This summer, the Consumer Financial Protection Bureau issued a rule that prevents financial companies from using arbitration clauses to deny groups of consumers the ability to pursue their legal rights in court. We put this rule in place after conducting a comprehensive study that found that these clauses were effectively blocking billions of dollars of relief for millions of harmed consumers. Opponents of our rule are now doing everything they can to prevent these protections from taking effect.
The latest effort is outlined in a recent column by Keith Noreika, the acting comptroller, which is his second gratuitous attempt to undermine the evidence that supports our rule. Both times he has relied on so-called analysis that is simply embarrassing.
{mosads}He first went out of his way to opine on our rule when he claimed, out of the blue, that it threatened the safety and soundness of the banking system. His agency had consulted with us repeatedly through the rule writing process without raising such objections. Yet he abruptly asserted that the banks were existentially threatened by this simple rule, which does not even ban arbitration in consumer disputes.
Instead, it simply prevents mandatory pre-arbitration clauses from blocking consumers from banding together to pursue their legal rights in court. People can still opt out of group lawsuits if they want to pursue their claims on their own, and they can agree to arbitrate individual disputes on a voluntary basis.
We pointed out the farfetched nature of those claims at the time. The total costs of the arbitration rule are pegged at under $1 billion per year, compared to bank profits of $171 billion last year and an asset base of many trillions of dollars. The acting comptroller ultimately stood down and decided not to challenge the rule before the Financial Stability Oversight Council.
Now he presents a new claim that the rule will impose high costs, in the form of a 3.43 percent increase in credit card interest rates, on consumers. This claim is demonstrably bogus. Based on an analysis that our economists have produced, the claim rests on a rudimentary statistical error of confusing the inverse of a p-value with the probability that a hypothesis is true. In laymen’s terms, this claim is the equivalent of flipping a coin twice, having both come up heads, and declaring that the coin is “very likely” to have heads on both sides. It does not hold water.
His claim that the arbitration rule is expected to cause a 3.43 percent increase in credit card rates also flunks basic economics. As part of a 2009 settlement, some large firms covering a significant part of the market stopped using arbitration clauses. The data did not show this led to any jump in the rates they charge to consumers or that they have been charging much higher rates than their competitors ever since.
In fact, the orders imposed by the lawsuit expired years ago and none of the companies has reinstituted an arbitration clause, which suggests they are at no tangible competitive disadvantage and are not suffering any significant loss of profits. He also incorrectly claims there is no evidence that banks will change their behavior if they are more likely to be sued. When banks were sued for reordering bank debits to charge more overdraft fees, or for manipulating foreign currency conversion fees, many banks changed their practices accordingly.
The acting comptroller’s claim that the arbitration rule is somehow harming community banks and credit unions is also plainly wrong. Over 90 percent of the community banks and credit unions we studied do not even have these clauses in their checking account contracts. Our analysis showed that community banks and other small businesses had a less than one in 1,500 chance of a new class action due to the rule. They are focused on relationship banking and great customer service, not on blocking group lawsuits.
A tremendous effort is being made to shift the focus away from the large companies most affected by the arbitration rule. But recent scandals make it hard to defend denying justice and relief to groups of people who have been wronged. Why should Wells Fargo be able to block groups of customers from suing over fake accounts? Why should Equifax be able to force people to surrender their legal rights when the company put their personal information at risk?
While most small institutions do not use arbitration clauses, they do file group lawsuits. Like consumers, they often lack the resources to engage in legal battles against big companies. Just last month, a credit union filed a group lawsuit on behalf of all credit unions against Equifax for damages caused by the data breach.

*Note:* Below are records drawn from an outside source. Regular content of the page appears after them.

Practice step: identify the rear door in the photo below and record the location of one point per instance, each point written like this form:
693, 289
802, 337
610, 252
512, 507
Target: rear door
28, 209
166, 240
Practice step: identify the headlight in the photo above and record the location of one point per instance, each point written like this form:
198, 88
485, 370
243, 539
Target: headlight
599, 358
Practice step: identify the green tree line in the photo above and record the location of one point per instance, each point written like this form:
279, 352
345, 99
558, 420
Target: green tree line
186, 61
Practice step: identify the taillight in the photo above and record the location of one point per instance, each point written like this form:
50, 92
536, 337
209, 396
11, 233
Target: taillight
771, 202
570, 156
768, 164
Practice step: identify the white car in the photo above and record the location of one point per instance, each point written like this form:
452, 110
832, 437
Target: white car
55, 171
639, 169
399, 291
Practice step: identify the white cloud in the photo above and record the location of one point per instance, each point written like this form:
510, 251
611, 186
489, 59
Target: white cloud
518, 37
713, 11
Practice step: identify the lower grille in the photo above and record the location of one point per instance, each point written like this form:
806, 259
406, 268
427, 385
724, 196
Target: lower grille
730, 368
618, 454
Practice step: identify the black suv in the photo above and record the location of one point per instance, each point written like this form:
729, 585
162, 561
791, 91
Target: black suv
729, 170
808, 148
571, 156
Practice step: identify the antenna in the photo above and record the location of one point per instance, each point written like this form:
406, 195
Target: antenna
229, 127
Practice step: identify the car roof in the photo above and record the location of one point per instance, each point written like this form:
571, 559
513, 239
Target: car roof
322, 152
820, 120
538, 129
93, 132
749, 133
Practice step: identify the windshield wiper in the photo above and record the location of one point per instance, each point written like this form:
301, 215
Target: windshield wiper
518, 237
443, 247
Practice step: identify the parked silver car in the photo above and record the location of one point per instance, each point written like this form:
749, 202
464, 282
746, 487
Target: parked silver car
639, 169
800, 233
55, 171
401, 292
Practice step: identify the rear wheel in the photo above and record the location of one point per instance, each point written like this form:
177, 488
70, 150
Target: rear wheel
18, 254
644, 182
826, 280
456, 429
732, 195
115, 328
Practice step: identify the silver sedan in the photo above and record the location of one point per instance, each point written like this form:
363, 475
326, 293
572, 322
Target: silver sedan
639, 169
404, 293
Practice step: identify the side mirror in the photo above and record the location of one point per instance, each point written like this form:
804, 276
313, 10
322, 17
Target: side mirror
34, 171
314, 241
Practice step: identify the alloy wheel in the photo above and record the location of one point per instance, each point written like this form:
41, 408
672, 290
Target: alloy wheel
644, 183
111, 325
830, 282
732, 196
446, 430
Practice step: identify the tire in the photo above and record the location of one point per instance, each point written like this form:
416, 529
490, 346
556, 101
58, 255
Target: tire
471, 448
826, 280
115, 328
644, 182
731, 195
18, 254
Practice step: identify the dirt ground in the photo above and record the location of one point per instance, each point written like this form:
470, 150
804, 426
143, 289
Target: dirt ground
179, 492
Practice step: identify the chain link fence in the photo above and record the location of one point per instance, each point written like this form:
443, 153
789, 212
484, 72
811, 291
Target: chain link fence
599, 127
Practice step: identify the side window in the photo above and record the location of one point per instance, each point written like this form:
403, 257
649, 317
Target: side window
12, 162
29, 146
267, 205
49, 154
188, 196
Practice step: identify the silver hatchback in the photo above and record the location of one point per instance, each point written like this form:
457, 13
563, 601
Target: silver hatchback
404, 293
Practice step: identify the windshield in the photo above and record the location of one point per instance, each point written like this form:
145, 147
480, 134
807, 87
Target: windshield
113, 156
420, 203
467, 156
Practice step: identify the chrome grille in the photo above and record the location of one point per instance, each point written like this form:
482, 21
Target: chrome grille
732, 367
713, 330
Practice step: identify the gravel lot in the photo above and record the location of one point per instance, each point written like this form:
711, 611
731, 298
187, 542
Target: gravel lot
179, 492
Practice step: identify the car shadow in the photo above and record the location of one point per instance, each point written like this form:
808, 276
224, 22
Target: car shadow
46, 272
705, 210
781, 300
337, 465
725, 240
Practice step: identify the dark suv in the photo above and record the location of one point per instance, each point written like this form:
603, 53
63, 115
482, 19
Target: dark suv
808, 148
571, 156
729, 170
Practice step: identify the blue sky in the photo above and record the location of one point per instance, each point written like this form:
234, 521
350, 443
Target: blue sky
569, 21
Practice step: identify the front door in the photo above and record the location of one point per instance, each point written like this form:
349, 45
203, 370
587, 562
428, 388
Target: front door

Big companies do it as well. Ironically, the Chamber of Commerce, a staunch opponent of the arbitration rule, has now sued to block it, banding together on behalf of many companies to keep consumers from banding together to assert their own rights in the courts. The fight thus will now be decided in the courts and need not be decided in the Senate. Wherever it is decided, however, the acting comptroller’s errant claims have no legitimate part to play in the ultimate determination.
Richard Cordray is director of the U.S. Consumer Financial Protection Bureau.